“Father, those two children sleeping in the garbage look just like me,” Pedro said, pointing at the little ones sleeping cuddled up on an old mattress on the sidewalk. Eduardo Fernández stopped and followed his 5-year-old son’s finger with his eyes. Two children apparently the same age slept curled up between garbage sacks with dirty, torn clothes, their feet bare and injured.
The businessman felt a knot in his chest at the sight, but he tried to pull Pedro’s hand to continue walking to the car. He had just picked him up from the private school where he attended, and like every Friday afternoon, they returned home through the city center. It was a route Eduardo usually avoided, always preferring to go through the more affluent neighborhoods. But heavy traffic and an accident on the main avenue had forced them to go through this poorer, more run-down area.
The narrow streets were filled with homeless people, street vendors, and children playing among the garbage piled up on the sidewalks. However, the boy broke free with surprising strength. and ran toward the children, completely ignoring their father’s protests. Eduardo followed him, worried not only about how they might react to seeing such misery up close, but also about the dangers that region represented. There were constant reports of robberies, drug trafficking, and violence.
Their expensive clothes and the gold watch on their wrists made them easy targets. Pedro knelt beside the filthy mattress and looked at the faces of the two children, fast asleep, exhausted from life on the streets. One had light brown hair, wavy and shiny despite the dust, just like his, and the other was dark-skinned with slightly darker skin. But both had very similar facial features: the same arched, expressive eyebrows, the same delicate, oval face, even the same dimple on his chin that Pedro had inherited from his deceased mother.
Eduardo approached slowly, a growing unease that soon turned into something close to panic. There was something deeply disturbing about that resemblance, something that went far beyond his own. It was more than just a coincidence. It was as if I were seeing three versions of the same creature at different times in its life. “Pedro, let’s go right now.
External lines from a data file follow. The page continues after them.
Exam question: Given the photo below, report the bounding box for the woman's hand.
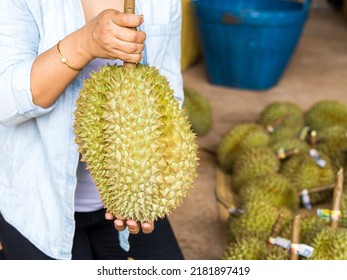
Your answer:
[81,10,146,63]
[105,212,154,234]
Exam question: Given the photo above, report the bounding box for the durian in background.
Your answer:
[216,123,269,173]
[308,227,347,260]
[228,200,294,242]
[258,101,304,143]
[281,212,329,246]
[222,234,267,260]
[183,87,212,136]
[305,100,347,133]
[238,173,299,211]
[231,146,280,193]
[74,0,198,222]
[280,153,336,205]
[270,138,310,160]
[315,125,347,171]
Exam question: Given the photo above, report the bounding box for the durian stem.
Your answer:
[123,0,136,68]
[330,168,343,229]
[267,213,283,248]
[290,215,301,261]
[266,112,290,132]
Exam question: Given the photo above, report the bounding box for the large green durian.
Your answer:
[74,65,198,222]
[183,87,212,136]
[217,123,269,173]
[305,100,347,132]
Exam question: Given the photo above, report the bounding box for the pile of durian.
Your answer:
[216,100,347,260]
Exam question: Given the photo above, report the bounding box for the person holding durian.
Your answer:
[0,0,189,259]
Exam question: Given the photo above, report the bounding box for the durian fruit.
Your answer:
[231,147,280,193]
[281,213,330,246]
[305,100,347,132]
[228,200,294,241]
[280,153,336,205]
[183,87,212,136]
[270,138,310,160]
[315,126,347,171]
[308,227,347,260]
[258,101,304,143]
[339,191,347,228]
[222,234,268,260]
[217,123,269,173]
[74,64,198,222]
[238,173,299,211]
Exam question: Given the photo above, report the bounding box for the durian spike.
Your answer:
[289,215,301,260]
[309,130,318,147]
[330,168,343,229]
[123,0,136,68]
[267,212,284,248]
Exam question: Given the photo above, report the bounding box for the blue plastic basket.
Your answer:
[192,0,310,90]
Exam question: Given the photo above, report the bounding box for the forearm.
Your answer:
[30,30,92,108]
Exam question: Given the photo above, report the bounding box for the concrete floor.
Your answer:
[169,1,347,260]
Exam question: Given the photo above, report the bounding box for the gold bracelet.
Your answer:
[57,40,83,72]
We can’t stay here,” Eduardo said, trying to firmly lift his son, though without taking his eyes off the sleeping children, unable to tear his gaze away from that impossible sight.
“They look just like me, Dad. Look at their eyes,” Pedro insisted when one of the little ones moved slowly and opened his eyes with difficulty. To a sleepyhead, he revealed two green eyes identical to Pedro’s, not only in color, but also in the almond shape, in the intensity of the gaze, and in that natural brightness Eduardo knew so well. The boy was frightened by the sight of strangers nearby and quickly woke his brother with gentle, yet urgent, touches on his shoulder.
The two of them jumped up, hugging each other, visibly trembling, not only from the cold, but from pure instinctive fear. Eduardo noticed that they both had exactly the same curls as Pedro, just in different shades, and the same body posture, the same way of moving, even the same way of breathing when they were nervous. “Don’t hurt us, please,” said the brown-haired boy, instinctively stepping in front of his younger brother, in a protective gesture that Eduardo immediately recognized with a shudder.
It was exactly the same way Pedro protected his younger classmates at school when a bully tried to intimidate them. The same defensive movement, the same brave stance despite his visible fear. The businessman felt his legs shake violently and had to lean against a brick wall to avoid falling. The resemblance between the three boys was striking, terrifying, impossible to attribute to chance. Every gesture, every expression, every body movement was identical. The dark-haired boy opened his eyes wide, and Eduardo nearly fainted on the spot.
They were the same piercing green eyes of Pedro, but there was something even more disturbing. The expression of curiosity mixed with caution, the particular way he frowned when confused or scared, even the way he shrank slightly when he was afraid. Everything was exactly the same as what he saw in his son every day. All three of them had The same height, the same slim physique, and together they looked like perfect reflections in a fragmented mirror. Eduardo held himself more tightly against the wall, feeling the world spin around him.
“What are your names?” Pedro asked with the innocence of his five years, sitting on the dirty sidewalk, not caring about getting his expensive school uniform dirty. “I’m Lucas,” the brown-haired boy replied, relaxing as he realized that this boy his age posed no threat.